Sep 27 04:01:15 server1 vobd: Sep 27 04:01:15.489: 34164119151386us: [vprob.vmfs.nfs.server.disconnect] ...
/var/log/vmkwarning [same logs appear on other ESX hosts in the same cluster]
Sep 27 04:00:12 server1 vmkernel: 395:10:00:53.724 cpu16:127832)WARNING: VSCSI: 3116: handle 11526(vscsi0:1):WaitForCIF: Issuing reset; number of CIF:5
Sep 27 04:00:12 server1 vmkernel: 395:10:00:53.965 cpu6:110441)WARNING: VSCSI: 3116: handle 11506(vscsi0:1):WaitForCIF: Issuing reset; number of CIF:1
Sep 27 04:01:03 server1 vmkernel: 395:10:01:44.772 cpu2:4120)WARNING: NFS: 277: Lost connection to server <IP> mount point ...
Sep 27 04:01:15 server1 vmkernel: 395:10:01:56.778 cpu6:4120)WARNING: NFS: 277: Lost connection to server <IP> mount point ...
Sep 27 04:01:15 server1 vmkernel: 395:10:01:56.778 cpu6:4120)WARNING: NFS: 277: Lost connection to server <IP> mount point ...
Sep 27 04:01:15 server1 vmkernel: 395:10:01:56.778 cpu6:4120)WARNING: NFS: 277: Lost connection to server <IP> mount point ...
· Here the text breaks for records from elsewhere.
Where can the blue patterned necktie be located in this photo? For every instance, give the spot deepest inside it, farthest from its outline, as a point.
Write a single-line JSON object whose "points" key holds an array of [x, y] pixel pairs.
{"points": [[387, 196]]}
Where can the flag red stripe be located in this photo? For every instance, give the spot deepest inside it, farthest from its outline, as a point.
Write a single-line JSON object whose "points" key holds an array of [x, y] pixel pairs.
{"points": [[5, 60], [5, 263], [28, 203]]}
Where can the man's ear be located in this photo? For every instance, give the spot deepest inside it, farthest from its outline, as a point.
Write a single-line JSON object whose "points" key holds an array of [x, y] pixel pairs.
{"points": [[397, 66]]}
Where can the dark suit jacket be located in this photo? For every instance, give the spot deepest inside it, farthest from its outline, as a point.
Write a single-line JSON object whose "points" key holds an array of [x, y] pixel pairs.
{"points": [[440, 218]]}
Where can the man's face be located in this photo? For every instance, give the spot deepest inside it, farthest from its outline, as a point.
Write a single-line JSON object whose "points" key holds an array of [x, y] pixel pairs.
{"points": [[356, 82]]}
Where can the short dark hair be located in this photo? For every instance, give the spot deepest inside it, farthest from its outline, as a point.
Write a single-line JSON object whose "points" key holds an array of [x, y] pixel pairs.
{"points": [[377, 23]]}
MyFiler logs - this is the filer hosting the VMs. Some of the errors are most likely not related
Tue Sep 27 02:55:19 PDT [MyFiler: sis.changelog.full:warning]: Change logging metafile on volume <VOL> is full and can not hold any more fingerprint entries.
Tue Sep 27 04:11:56 PDT [MyFiler: nfsd.tcp.close.idle.notify:warning]: Shutting down idle connection to client (<IP of ESX17>) where receive side flow control has been enabled. There are 72104 bytes in the receive buffer. This socket is being closed from the deferred queue.
Tue Sep 27 04:19:03 PDT [MyFiler: rlm.orftp.failed:warning]: RLM communication error, receiver timeout waiting for RLM response.
Tue Sep 27 04:19:03 PDT [MyFiler: rlm.driver.hourly.stats:warning]: The software driver for the Remote LAN Module (RLM) detected a problem: Configuration Error (
1).
Tue Sep 27 04:19:15 PDT [MyFiler: replication.src.err:error]: SnapVault: source transfer from ... transfer aborted because of network error.
Tue Sep 27 04:19:27 PDT [MyFiler: replication.src.err:error]: SnapVault: source transfer from ... transfer attempted from busy source.